As might have been expected, mobile device screens keep getting smaller even though desktop monitor screens get bigger. That paradox is one that is difficult to avoid. Mobile devices are becoming ever more popular and must be highly transportable. That gives you two problems
- The keyboard
- The screen
The keyboard is an easy one to resolve since voice control can provide an ideal input method. Indeed smart phones are designed to handle voices so what could be better.
The screen is an entirely different problem. It might appear that mobile web pages must be small. However desktop screens show what the user really wants. Much more information and much more interactivity with a higher content of a whole variety of multimedia experiences.
What could be the answer? Perhaps the words of that Peter Gabriel song may give a clue, In Your Eyes.
If you consider that difficult to believe, consider the words of an informed spectator of the digital world. Robert X. Cringely suggests that the solution is Pictures in Our Heads. He too sees a huge growth for mobile devices since the purchasing cycle is rapid and new technology comes along very fast. Reluctantly he accepts the voice control approach to inputting data as we struggle with an ever diminishing keyboard.
Where he opens up a whole new way of thinking is when it comes to that mobile screen.

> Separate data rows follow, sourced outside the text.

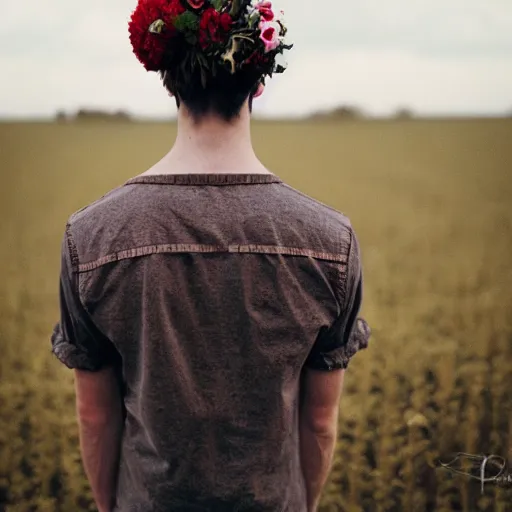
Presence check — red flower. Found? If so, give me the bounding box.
[256,1,274,21]
[199,7,233,50]
[128,0,186,71]
[187,0,204,9]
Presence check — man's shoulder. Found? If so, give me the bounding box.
[276,183,352,237]
[68,178,140,230]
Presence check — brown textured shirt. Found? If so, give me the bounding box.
[52,174,369,512]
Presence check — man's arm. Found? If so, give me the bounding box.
[75,367,124,512]
[299,368,345,512]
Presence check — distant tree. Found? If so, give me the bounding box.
[55,110,68,123]
[75,108,130,121]
[395,108,414,121]
[312,105,366,121]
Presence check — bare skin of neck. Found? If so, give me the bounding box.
[144,102,270,175]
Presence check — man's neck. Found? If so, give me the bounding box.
[145,108,269,174]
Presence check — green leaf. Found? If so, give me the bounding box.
[248,11,261,28]
[174,11,199,32]
[229,0,242,18]
[210,0,224,12]
[148,20,165,34]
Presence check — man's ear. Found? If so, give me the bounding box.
[253,82,265,98]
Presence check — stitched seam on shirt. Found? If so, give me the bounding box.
[66,223,80,272]
[78,244,347,272]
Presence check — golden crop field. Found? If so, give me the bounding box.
[0,119,512,512]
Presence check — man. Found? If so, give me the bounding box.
[52,0,369,512]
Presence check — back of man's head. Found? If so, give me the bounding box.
[129,0,291,122]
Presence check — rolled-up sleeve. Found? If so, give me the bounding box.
[306,231,371,371]
[51,224,119,371]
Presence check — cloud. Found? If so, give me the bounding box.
[0,0,512,116]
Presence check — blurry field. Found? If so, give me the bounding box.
[0,120,512,512]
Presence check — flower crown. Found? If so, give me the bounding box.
[129,0,293,87]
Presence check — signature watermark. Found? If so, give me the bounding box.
[439,452,512,494]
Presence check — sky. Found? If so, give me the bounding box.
[0,0,512,117]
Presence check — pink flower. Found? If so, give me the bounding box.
[187,0,204,9]
[260,21,281,53]
[254,1,274,21]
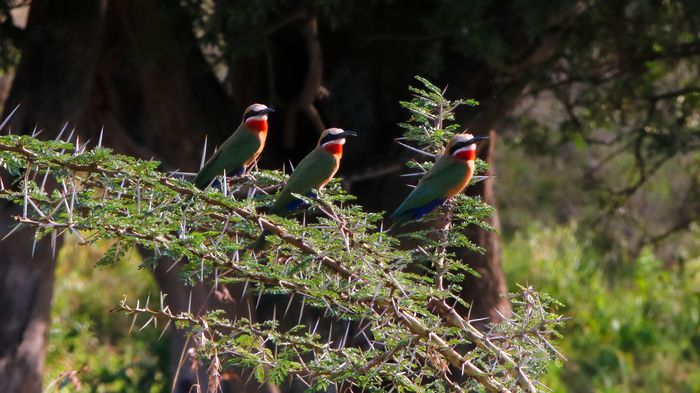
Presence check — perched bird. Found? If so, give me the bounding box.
[194,104,274,190]
[251,128,357,250]
[387,134,488,233]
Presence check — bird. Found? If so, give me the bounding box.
[387,133,488,233]
[194,104,274,190]
[250,128,357,251]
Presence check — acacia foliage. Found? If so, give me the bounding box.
[0,78,561,392]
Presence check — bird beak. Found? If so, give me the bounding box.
[467,136,489,144]
[338,130,357,137]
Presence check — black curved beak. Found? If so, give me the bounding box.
[466,136,489,144]
[338,130,357,138]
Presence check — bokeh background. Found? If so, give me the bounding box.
[0,0,700,392]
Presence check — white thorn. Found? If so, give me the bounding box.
[199,135,207,169]
[97,125,105,147]
[0,105,19,130]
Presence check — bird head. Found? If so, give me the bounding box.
[243,104,275,131]
[445,134,489,161]
[318,128,357,154]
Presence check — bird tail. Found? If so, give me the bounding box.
[248,230,272,251]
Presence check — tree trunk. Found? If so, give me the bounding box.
[0,0,105,392]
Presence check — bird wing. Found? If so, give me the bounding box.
[194,127,260,188]
[270,149,338,215]
[391,157,467,219]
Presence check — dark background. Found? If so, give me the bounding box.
[0,0,700,392]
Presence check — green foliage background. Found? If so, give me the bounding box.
[44,236,170,392]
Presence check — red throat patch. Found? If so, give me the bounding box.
[323,143,343,156]
[245,119,267,132]
[455,149,476,161]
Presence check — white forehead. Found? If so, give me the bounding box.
[454,134,474,142]
[248,104,267,112]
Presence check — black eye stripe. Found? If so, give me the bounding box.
[244,110,260,119]
[321,133,344,144]
[450,142,471,154]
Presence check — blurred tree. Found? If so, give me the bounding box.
[5,0,699,391]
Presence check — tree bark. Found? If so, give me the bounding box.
[0,0,105,392]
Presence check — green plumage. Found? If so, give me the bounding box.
[249,147,338,251]
[391,155,469,221]
[194,124,261,189]
[270,147,338,216]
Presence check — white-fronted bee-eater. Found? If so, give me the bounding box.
[388,134,488,232]
[251,128,357,250]
[194,104,274,189]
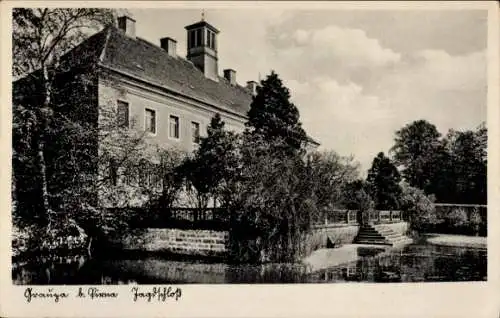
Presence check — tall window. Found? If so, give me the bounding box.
[109,158,118,186]
[116,100,129,128]
[188,31,196,48]
[144,108,156,134]
[207,30,215,50]
[169,115,179,139]
[191,121,200,144]
[195,29,203,46]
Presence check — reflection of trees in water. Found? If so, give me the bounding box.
[12,255,86,285]
[12,245,487,285]
[312,246,486,282]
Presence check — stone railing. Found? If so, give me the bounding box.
[368,210,403,223]
[313,210,358,227]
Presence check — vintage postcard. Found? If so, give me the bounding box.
[0,1,500,317]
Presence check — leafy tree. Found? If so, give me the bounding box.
[367,152,401,210]
[12,8,113,228]
[247,71,307,151]
[342,179,375,223]
[446,208,468,228]
[306,151,358,209]
[469,208,483,236]
[182,114,238,208]
[391,120,443,193]
[439,126,487,204]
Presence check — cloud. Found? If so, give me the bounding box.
[286,77,397,170]
[272,26,486,174]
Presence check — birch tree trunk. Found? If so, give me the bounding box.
[36,64,52,231]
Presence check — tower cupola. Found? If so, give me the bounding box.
[186,17,219,81]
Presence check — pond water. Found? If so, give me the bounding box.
[12,243,487,285]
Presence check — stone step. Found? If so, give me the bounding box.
[356,240,392,245]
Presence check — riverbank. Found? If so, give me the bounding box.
[425,233,488,249]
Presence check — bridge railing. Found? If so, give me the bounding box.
[313,210,358,226]
[313,210,404,227]
[368,210,404,223]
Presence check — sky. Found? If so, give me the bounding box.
[129,8,487,172]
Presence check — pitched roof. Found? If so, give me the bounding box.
[93,27,252,116]
[56,27,319,145]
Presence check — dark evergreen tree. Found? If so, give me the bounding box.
[366,152,401,210]
[182,114,238,208]
[247,71,307,150]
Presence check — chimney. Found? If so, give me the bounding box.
[118,15,135,38]
[224,68,236,86]
[160,37,177,57]
[247,81,258,96]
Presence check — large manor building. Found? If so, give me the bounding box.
[14,15,319,209]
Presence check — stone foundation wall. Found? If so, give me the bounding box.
[119,228,229,256]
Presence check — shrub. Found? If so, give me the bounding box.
[469,208,483,235]
[401,184,437,232]
[446,208,468,228]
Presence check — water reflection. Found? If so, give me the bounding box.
[12,245,487,285]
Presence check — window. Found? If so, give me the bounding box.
[191,121,200,144]
[116,100,129,128]
[207,30,215,50]
[195,29,203,46]
[169,115,179,139]
[144,108,156,134]
[109,158,118,186]
[188,31,196,48]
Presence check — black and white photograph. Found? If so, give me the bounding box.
[7,2,488,285]
[2,2,498,316]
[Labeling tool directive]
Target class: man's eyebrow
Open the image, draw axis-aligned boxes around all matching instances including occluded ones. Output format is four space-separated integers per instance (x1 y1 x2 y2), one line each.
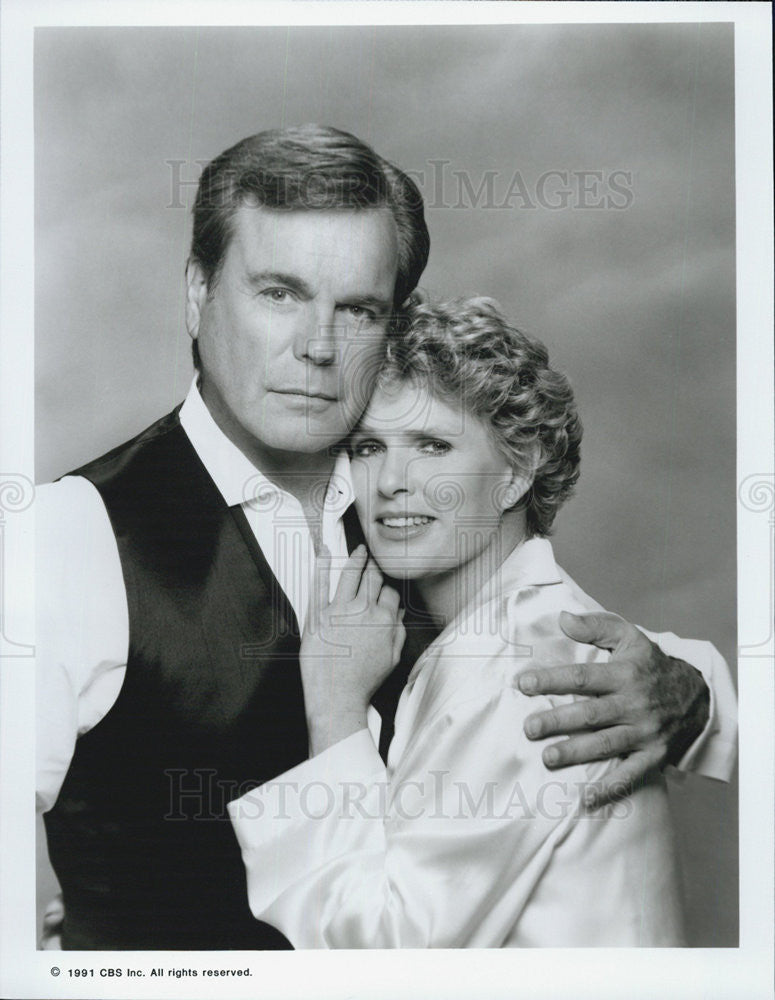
247 271 312 296
340 295 393 312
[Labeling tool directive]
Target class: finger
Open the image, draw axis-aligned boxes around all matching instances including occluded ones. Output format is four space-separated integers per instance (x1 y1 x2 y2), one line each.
377 586 403 618
358 559 382 606
392 622 406 666
336 545 368 601
307 545 331 624
519 663 621 694
584 750 659 809
525 695 637 740
541 726 640 768
560 611 648 651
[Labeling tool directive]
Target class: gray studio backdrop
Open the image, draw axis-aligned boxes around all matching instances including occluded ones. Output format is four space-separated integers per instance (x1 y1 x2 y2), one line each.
35 24 738 946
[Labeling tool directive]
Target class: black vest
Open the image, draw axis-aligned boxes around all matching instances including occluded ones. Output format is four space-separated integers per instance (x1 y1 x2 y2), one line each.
45 410 425 950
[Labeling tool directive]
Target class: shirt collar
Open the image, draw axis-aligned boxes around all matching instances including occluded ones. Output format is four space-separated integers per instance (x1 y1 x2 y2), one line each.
500 538 562 590
180 377 355 517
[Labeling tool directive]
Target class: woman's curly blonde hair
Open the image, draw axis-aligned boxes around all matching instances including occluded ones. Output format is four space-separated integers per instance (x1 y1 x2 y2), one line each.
380 297 582 536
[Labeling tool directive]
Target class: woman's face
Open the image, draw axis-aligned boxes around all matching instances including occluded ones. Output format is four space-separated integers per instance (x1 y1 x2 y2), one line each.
352 382 513 579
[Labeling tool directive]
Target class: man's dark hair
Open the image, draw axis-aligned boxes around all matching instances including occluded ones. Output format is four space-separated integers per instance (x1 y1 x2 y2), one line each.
191 125 430 368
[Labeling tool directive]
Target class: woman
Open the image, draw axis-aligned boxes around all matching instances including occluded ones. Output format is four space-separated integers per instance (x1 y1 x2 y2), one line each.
232 299 682 948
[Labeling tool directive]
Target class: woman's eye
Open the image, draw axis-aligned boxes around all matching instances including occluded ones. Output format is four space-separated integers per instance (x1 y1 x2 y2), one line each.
420 438 452 455
344 305 377 323
353 440 382 458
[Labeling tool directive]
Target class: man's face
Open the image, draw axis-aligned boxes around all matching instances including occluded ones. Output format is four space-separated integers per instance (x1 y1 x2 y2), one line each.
187 205 398 454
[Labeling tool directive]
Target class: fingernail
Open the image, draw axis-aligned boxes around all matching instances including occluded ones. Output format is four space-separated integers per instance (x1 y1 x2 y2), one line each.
519 674 538 694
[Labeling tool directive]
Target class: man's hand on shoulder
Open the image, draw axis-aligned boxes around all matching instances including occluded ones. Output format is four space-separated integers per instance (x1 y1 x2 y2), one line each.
519 612 710 805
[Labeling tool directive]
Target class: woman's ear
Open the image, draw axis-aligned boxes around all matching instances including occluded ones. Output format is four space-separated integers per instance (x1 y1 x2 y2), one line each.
500 471 533 511
500 445 538 511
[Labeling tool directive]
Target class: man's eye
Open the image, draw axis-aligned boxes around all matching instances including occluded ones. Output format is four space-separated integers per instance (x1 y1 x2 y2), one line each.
344 305 377 323
420 438 452 455
353 439 382 458
261 288 291 304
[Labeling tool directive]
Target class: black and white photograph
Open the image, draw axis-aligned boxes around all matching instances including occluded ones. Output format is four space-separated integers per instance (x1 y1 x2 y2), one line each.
0 3 775 997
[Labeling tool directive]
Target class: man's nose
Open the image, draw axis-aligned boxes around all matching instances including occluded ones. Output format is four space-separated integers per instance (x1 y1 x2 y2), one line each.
377 448 412 497
296 308 343 368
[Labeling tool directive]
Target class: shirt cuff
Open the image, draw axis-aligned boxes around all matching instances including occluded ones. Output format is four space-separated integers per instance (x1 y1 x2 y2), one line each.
227 729 388 916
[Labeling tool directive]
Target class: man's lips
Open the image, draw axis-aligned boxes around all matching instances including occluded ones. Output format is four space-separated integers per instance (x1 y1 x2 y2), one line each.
269 389 337 403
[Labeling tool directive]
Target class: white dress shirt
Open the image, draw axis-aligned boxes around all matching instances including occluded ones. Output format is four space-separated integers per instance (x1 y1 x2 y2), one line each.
35 382 736 812
228 539 732 948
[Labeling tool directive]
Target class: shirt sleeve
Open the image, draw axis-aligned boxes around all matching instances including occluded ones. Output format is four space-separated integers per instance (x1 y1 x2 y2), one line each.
229 688 604 948
643 629 737 781
35 476 129 812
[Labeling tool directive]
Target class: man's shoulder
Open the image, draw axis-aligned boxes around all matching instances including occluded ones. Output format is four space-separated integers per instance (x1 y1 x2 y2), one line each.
67 403 182 481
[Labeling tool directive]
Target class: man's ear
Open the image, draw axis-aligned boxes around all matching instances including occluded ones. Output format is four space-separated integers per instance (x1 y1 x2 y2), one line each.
186 258 207 340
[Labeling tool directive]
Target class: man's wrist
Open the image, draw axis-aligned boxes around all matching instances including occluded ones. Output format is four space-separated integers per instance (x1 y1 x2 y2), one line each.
307 707 367 757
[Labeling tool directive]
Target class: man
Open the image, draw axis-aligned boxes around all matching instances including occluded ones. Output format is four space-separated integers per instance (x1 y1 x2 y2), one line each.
38 126 733 949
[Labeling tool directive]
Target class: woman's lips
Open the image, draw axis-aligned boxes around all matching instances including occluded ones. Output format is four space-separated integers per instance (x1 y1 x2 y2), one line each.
376 514 436 541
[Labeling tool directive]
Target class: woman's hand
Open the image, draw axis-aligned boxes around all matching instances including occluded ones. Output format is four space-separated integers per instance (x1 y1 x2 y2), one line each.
299 545 405 756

We’re at the point right now where primitive single-pixel displays can be built into contact lenses. They act as user interfaces for experimental devices like automatic insulin pumps. This already exists. A patch of carbon nanotubes on your arm continuously monitor blood glucose levels, driving a pump that keeps your insulin supply right where it should be. Any problem with the pump or the levels is shown by a red dot that appears in your field of view courtesy of that contact lens. The data connection between pump and eyeball is wireless. The power to run that display is wireless too, since the contact lens display scavenges RF energy out of the air to run, courtesy of that mobile phone on your belt and that WiFi access point on the ceiling.
While that display is a single pixel today, we can pretty easily predict at what point it could be the equivalent of HDTV. Except I don’t expect we’ll ever get there.
Shortly we will communicate with our devices, I predict, through our thoughts. By 2029 (and probably a lot sooner) we’ll think our input and see pictures in our heads.
In other words, we avoid the need for mechanical devices between our neural circuits and our smart devices. Both ways communication will occur directly from your brain waves to the Internet via wireless transmissions. Only twenty years to get there but perhaps that is a very feasible scenario.